Watching “Gimme Gimme Octopus” is both shocking and hilarious. Situations arise which could never possibly get into an American kiddie show. At one point, Gimme Gimme and Chombo steal headstones from a cemetery. When the badger-police chief tries to stop them, he gets a club on his head and then has a tombstone placed over his unconscious body. When the cucumber monsters are knocked out by a falling tree, Gimme Gimme and Chombo give them a headstone topped with a large cross, and then the nasty team cross themselves in a mock-ceremony for the should-be dead.
If this isn’t bad enough, then how about Gimme Gimme as an eye-patch wearing dictator who whips and crucifies those who challenge his reign? A firing squad execution is averted at the last minute by a pink walrus dinosaur (the only female character in the films), who begs Gimme Gimme to marry her and spare the life of his prisoners. But during the wedding ceremony, the walrus dinosaur pulls out a club and bangs Gimme Gimme on his head. This leads to a free-for-all when every character begins to pummel Gimme Gimme and Chombo.

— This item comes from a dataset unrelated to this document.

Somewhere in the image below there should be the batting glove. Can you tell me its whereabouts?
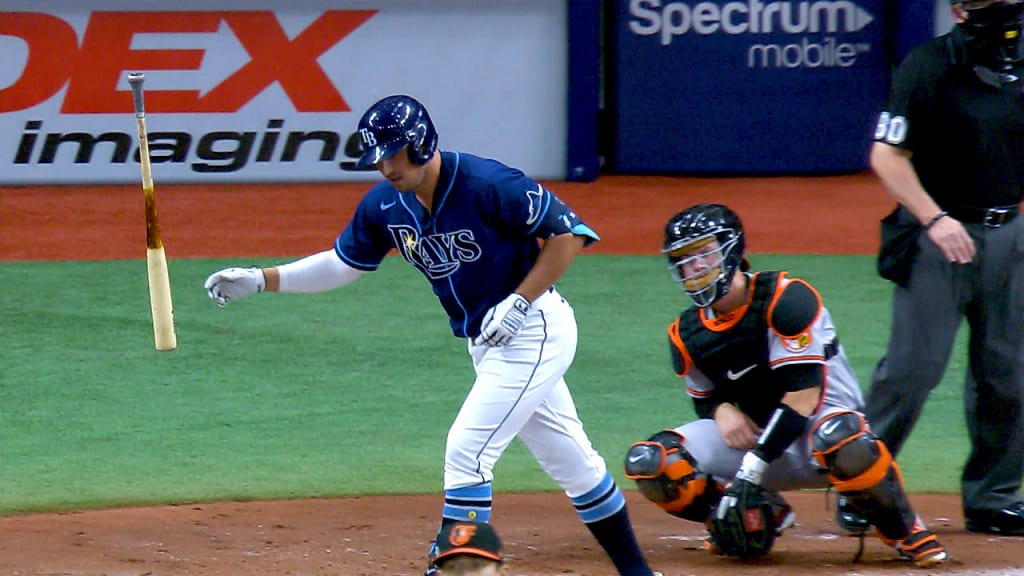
[473,292,529,346]
[204,266,266,307]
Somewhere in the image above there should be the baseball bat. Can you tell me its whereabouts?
[128,72,178,351]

Or even better: imagine all of the male characters (the octopus, pear, badger, dinosaur, a giant grey triangular thing that sprays water from its head, and the three cucumber monsters) engaged in a massive fistfight over who gets to wear a blue hula dress.
Watching episode after episode of “Gimme Gimme Octopus” can give one the impression that these films cannot get crazier, and yet each one brings in a new level of insanity and nihilism. Characters shoot arrows into their own heads, drink and spit up alcohol, smoke cigars, pull guns and knives on each other, begin fights without provocation, wind up with broken limbs wrapped in plaster casts, and still have time to think up new ways to annoy those around them. Each “Gimme Gimme Octopus” episode is matched with an equally bizarre music track, which alternates between smooth cocktail jazz and a militaristic grunt-chant that suggests the cast is preparing to invade Manchuria.

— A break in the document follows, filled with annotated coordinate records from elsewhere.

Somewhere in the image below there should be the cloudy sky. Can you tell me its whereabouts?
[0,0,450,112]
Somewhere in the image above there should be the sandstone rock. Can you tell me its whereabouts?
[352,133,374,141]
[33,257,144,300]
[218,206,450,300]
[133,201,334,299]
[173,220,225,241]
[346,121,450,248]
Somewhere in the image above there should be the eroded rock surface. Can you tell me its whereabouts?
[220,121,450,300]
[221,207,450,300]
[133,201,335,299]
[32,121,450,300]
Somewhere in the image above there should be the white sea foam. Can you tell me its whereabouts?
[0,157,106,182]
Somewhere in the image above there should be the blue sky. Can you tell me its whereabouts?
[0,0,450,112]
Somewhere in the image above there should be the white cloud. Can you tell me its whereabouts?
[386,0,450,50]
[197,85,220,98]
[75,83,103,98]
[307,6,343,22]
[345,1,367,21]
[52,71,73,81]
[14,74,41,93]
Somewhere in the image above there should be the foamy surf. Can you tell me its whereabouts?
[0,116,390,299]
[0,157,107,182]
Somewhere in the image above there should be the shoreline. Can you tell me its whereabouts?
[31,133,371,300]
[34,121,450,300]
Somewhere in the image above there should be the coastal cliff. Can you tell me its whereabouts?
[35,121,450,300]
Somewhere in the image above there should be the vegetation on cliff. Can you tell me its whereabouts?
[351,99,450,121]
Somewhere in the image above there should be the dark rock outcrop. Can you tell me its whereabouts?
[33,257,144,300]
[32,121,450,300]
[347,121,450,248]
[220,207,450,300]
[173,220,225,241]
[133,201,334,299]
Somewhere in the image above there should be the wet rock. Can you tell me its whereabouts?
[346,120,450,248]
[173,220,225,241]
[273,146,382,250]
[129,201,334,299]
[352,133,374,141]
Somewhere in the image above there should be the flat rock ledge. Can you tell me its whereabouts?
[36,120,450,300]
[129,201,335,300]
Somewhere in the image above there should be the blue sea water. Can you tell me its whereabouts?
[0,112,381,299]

It would be too easy to heap on the adjectives and superlatives here, but perhaps the best advice is the briefest: you must see “Gimme Gimme Octopus” for yourself, because you cannot possible believe anything so weird was ever put on film. I’ve watched this five times and I still cannot believe what I was watching.
I don’t think Chumbo-Chan was a pear, I think he was either a peanut or a butter-nut. Me and my son are huge fans of the shows, I generally try and translate the Japanese where I can but getting hold of the DVD is nigh on impossible. Great overview of the show!